A security printing solution addresses the growing global problem of product and document counterfeiting.
Developed by Colour Secure, the company's 'colour signatures' promise to extend sophisticated anti-counterfeiting protection to a far wider audience than previously possible, and are verified by a colour reading terminal employing a novel form of spectrometer designed by Cambridge Consultants.
Colour Secure's technology uses special security inks that create unique and discreet colour signatures that can be printed onto labels or documents using standard printing technology. These signatures can hold encrypted information such as product ID, to combat attempts at forgery.
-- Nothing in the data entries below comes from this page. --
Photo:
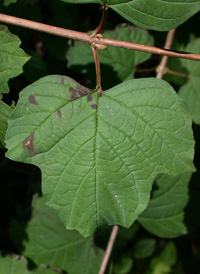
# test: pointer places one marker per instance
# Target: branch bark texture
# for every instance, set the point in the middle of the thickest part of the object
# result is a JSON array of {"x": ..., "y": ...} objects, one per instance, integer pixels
[{"x": 87, "y": 38}]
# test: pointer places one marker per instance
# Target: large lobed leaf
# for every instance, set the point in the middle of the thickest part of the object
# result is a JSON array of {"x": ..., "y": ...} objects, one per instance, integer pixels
[
  {"x": 18, "y": 265},
  {"x": 151, "y": 14},
  {"x": 190, "y": 92},
  {"x": 99, "y": 155},
  {"x": 51, "y": 244},
  {"x": 12, "y": 58}
]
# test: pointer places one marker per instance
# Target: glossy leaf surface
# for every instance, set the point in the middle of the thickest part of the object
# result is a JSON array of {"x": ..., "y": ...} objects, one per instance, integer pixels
[
  {"x": 151, "y": 14},
  {"x": 99, "y": 155},
  {"x": 18, "y": 265},
  {"x": 12, "y": 58},
  {"x": 51, "y": 244}
]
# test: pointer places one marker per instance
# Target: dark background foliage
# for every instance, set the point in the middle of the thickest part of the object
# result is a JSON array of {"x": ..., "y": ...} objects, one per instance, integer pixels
[{"x": 19, "y": 182}]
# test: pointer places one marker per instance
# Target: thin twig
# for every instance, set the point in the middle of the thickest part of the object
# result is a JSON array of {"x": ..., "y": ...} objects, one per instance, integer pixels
[
  {"x": 103, "y": 20},
  {"x": 87, "y": 38},
  {"x": 169, "y": 40},
  {"x": 109, "y": 249},
  {"x": 167, "y": 70},
  {"x": 98, "y": 68}
]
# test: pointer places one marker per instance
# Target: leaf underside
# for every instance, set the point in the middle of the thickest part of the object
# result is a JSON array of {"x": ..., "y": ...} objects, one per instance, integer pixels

The colour signatures are virtually impossible to copy and cannot be read by any other commercially-available terminal. The printing can even be done using a conventional office printer and security inks.
Cambridge Consultants' role has been to help combine the low-cost security technique with a simple colour recognition capability that can accurately measure invisible-to-the-eye information embedded in the colour signatures.
To achieve this, Cambridge Consultants produced a novel spectrometer, which has been integrated into a compact handheld verification terminal developed by the electronics design and manufacturing consultancy Ingenion Design.
The resulting package is allowing the security company to demonstrate its colour signatures, and to provide development kits to users such as governments and corporations.
"Cambridge Consultants' colour reading technology is helping us to widen the potential applications for our security process substantially - as it helps to bring authentication costs down to a level that makes sense even for small volume applications", says Professor Peter Keay of Colour Secure.
"We've managed to come up with a spectrometer element that can be built for a relatively low price in volume, helping keep the cost of terminals down to enable Colour Secure's product to be commercialised at an attractive price," adds Dr. Bob Jones of Cambridge Consultants.
The technology can be applied in many industry sectors as an anti-fraud tool or administrative aid.